Wir gingen weiter über die Seinebrücke und dann am Wasser entlang. Wir kamen dann zu einer anderen Brücke, der Pont de l’Alma. Hier führt ein Tunnel unter der Strasse hindurch und was wir nicht wussten, dass dies der Tunnel ist, in dem Prinzessin Diana 1997 tödlich verunglückte. Am Tunnel steht ein Denkmal, das eine Nachbildung der Flamme der Freiheitsstatue sein soll und an diesem Denkmal gab es viele Bilder von Diana und viele Blumen. Das hat sich wohl zu einer Art Gedenkstätte entwickelt.
An der Place d’Alma wandten wir uns dann vom Wasser ab und bogen in die Avenue George V. ein, eine schöne ruhige Straße mit vielen edlen Geschäften. Schließlich kamen wir zur Avenue des Champs Elysées, wohl die bekannteste Strasse in Paris. Sie ist fast 2 km lang und erstreckt sich vom Place de la Concorde bis zum Arc de Triomphe.
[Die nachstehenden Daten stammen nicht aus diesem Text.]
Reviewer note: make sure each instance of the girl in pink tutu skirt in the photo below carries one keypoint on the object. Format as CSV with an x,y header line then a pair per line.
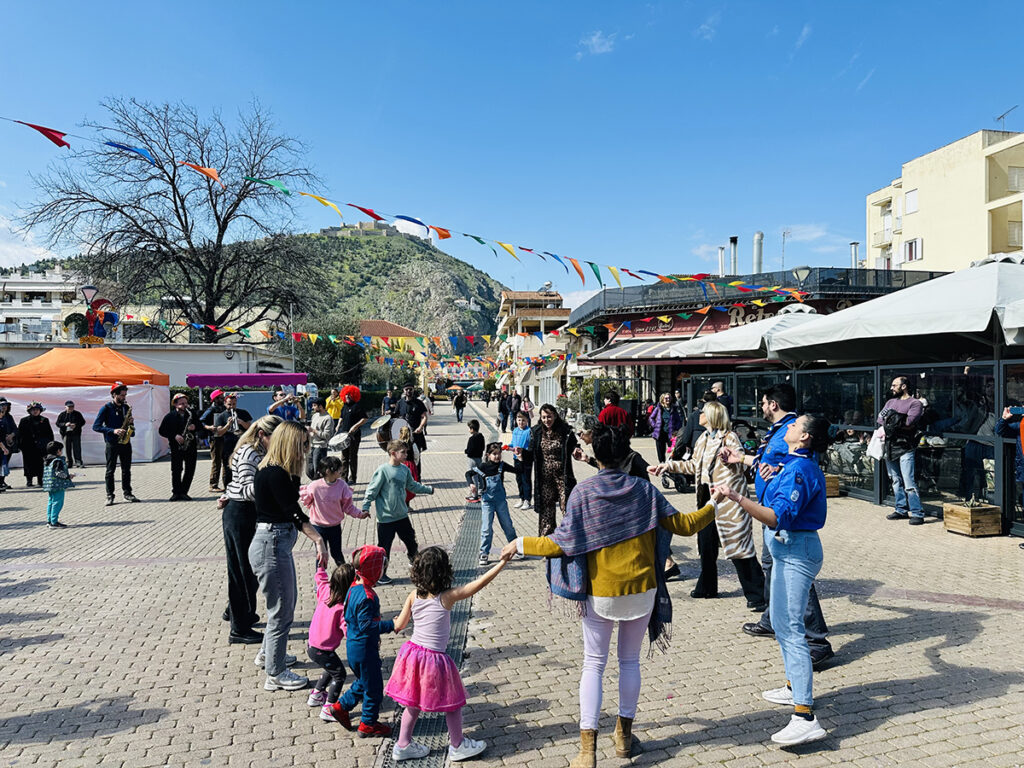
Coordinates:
x,y
424,677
Auf beiden Seiten der Prachtstrasse gibt es zahlreiche (teure) Cafés, unzählige Geschäfte, Büros der Fluggesellschaften, Banken, Kinos und Theater.
Wir gingen noch bis zum Arc de Triomphe. Im Jahr 1806 wurde unter Napoléon der Bau dieses Denkmals begonnen und unter dem letzten französischen König, Louis-Philippe im Jahre 1836 beendet. Der Triumphbogen misst 50 m in der Höhe und 45 m in der Breite und wurde zu Ehren der siegreichen französischen Armeen der Revolution und des 1. Kaiserreiches erbaut. An der Außenseite befinden sich riesige Reliefs, die den Aufbruch der Freiwilligen von 1792, den Triumph Napoléons 1810, den Widerstand 1814 und den Frieden 1815 darstellen.
Von der dortigen Metrostation fuhren wir zurück zum Place de Nation, denn es wurde langsam dunkel und wir bekamen auch Hunger und dachten uns, dass die Restaurants in der Nähe des Hotels doch etwas günstiger seien als an der Champs des Elysées.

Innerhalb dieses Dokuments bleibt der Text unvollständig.